What is the meaning of code at cudnnBuilderBlockChooser.cpp:127?


I use caffe-onnx project to generate a R100 onnx model. Then I got the error when I use trtexec to generate an engine from this R100 onnx model.


TensorRT Version: 7.0
Nvidia Driver Version: 440.44
CUDA Version: 10.2
CUDNN Version: 7.6
Operating System + Version: Deepstream 5.0 container
Python Version (if applicable): 3.6
Baremetal or Container (if container which image + tag): nvcr.io/nvidia/deepstream :5.0.1-20.09-triton

Relevant Files

Steps To Reproduce

When caffe-onnx generated the R100.onnx, it was with batch size 1.
And I want to get a dynamic batch onnx model. So I use the code to support dynamic batch.

    onnxmodel.graph.input[0].type.tensor_type.shape.dim[0].dim_param = -1
onnxmodel.graph.output[0].type.tensor_type.shape.dim[0].dim_param = -1

Then, I use next command to generate an engine and I got an error:
[TensorRT] INTERNAL ERROR: Assertion failed: mg.nodes[mg.regionIndices[outputRegion]].size == mg.nodes[mg.regionIndices[inputRegion]].size …/builder/cudnnBuilderBlockChooser.cpp:127

./trtexec --explicitBatch --workspace=4096 --onnx=./r100.onnx --minShapes=‘data_input’:1x3x112x112 --maxShapes=‘data_input’:8x3x112x112 --optShapes=‘data_input’:8x3x112x112 --shapes=‘data_input’:8x3x112x112 --int8 --calib=./r100_int8_caliborator.cache --saveEngine=r100_int8.engine

Do anyone knows how to fix this bug ? Any help would be appreciated.
And what is the meaning of code at cudnnBuilderBlockChooser.cpp:127 ?

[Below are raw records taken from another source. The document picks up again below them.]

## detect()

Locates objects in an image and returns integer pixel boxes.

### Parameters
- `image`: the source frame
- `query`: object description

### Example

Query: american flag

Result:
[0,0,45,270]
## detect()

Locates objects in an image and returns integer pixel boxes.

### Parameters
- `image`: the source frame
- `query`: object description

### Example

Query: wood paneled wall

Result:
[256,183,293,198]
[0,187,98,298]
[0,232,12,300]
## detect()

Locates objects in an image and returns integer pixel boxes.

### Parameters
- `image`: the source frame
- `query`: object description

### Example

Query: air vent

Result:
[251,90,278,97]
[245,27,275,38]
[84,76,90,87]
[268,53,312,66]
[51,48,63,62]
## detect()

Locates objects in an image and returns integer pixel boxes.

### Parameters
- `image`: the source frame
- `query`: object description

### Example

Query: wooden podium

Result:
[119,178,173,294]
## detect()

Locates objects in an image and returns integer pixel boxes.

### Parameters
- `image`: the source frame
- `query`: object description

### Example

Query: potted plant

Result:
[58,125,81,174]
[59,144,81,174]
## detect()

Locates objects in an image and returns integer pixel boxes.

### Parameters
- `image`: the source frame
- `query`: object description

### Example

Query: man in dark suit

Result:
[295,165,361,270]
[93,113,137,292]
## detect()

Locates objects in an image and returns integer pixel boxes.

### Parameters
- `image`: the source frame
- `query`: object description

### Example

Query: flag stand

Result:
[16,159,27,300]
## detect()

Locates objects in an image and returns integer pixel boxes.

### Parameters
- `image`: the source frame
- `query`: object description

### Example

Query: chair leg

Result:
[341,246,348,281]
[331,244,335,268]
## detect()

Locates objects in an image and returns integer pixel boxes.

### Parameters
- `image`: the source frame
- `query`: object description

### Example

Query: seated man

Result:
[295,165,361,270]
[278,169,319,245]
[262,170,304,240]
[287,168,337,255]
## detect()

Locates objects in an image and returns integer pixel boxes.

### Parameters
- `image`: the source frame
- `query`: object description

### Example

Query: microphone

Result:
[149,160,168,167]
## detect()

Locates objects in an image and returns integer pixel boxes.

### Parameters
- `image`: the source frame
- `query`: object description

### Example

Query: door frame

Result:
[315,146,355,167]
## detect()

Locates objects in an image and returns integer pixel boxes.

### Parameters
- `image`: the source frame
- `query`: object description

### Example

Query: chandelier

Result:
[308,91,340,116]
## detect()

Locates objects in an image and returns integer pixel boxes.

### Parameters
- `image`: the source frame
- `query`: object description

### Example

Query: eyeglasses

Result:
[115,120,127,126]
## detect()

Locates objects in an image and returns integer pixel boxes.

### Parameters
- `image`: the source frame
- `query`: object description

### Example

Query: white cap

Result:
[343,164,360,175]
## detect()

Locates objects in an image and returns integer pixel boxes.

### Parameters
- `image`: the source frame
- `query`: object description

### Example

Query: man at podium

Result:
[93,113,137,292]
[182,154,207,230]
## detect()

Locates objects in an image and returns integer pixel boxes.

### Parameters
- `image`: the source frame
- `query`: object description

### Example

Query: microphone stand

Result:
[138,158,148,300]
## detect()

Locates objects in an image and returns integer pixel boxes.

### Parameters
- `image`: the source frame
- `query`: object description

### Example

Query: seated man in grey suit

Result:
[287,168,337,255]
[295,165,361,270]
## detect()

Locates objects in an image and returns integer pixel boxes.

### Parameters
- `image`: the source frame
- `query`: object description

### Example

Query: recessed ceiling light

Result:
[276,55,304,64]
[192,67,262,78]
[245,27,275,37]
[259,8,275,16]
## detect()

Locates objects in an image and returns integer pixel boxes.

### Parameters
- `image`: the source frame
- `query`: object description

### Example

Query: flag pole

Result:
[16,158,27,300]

I also use polygraphy to inspect the onnx model:

./polygraphy inspect model ./r100_gs.onnx
[I] ==== ONNX Model ====
Name: r100_dynamic | Opset: 11

---- 1 Graph Inputs ----
{data_input [dtype=float32, shape=(-1, 3, 112, 112)]}

---- 1 Graph Outputs ----
{fc1_Y [dtype=float32, shape=(-1, 256)]}

---- 772 Initializers ----
(Use --mode to display)

---- 358 Nodes ----
(Use --mode to display)

Hi @Amy_21,

We request you to share issue reproducible ONNX model to try from our end for better assistance.

Thank you.

Hi, @spolisetty ,

The onnx file is too big to upload.
So, I tried the resnet50 which is in the git repo caffe-onnx/caffemodel/resnet-50 to reproduce the bug.

To get a dynamic batchsize input and output, I use onnx_graphsurgeon to change the onnx.
My caffe-onnx/convert2onnx.py is uploaded. You can check the fuction do_change_batch().convert2onnx.py (2.5 KB)

Also, When I use the next command to get tensorRT engine, the same error occurred again.([F] [TRT] Assertion failed: mg.nodes[mg.regionIndices[outputRegion]].size == mg.nodes[mg.regionIndices[inputRegion]].size

./trtexec --explicitBatch --workspace=4096 --onnx=/home/zj/11_TensorRT/caffe-onnx/onnxmodel/r50.onnx --minShapes=input:1x3x224x224 --maxShapes=input:8x3x224x224 --optShapes=input:8x3x224x224 --shapes=input:8x3x224x224 --saveEngine=r50.engine

Download resnet50 .caffemodel file from BaiduDisk and put resnet-50-model.caffemodel to ./caffemodel/resnet-50/

Convert resnet50 caffe model to onnx model. But you need to use my uploaded convert2onnx.py

$ python3 convert2onnx.py
resnet50 onnxmodel

Hi @Amy_21,

For some reason I’m unable to download the shared files. It would be really helpful, if you could share in google drive or DM above files.

Thank you.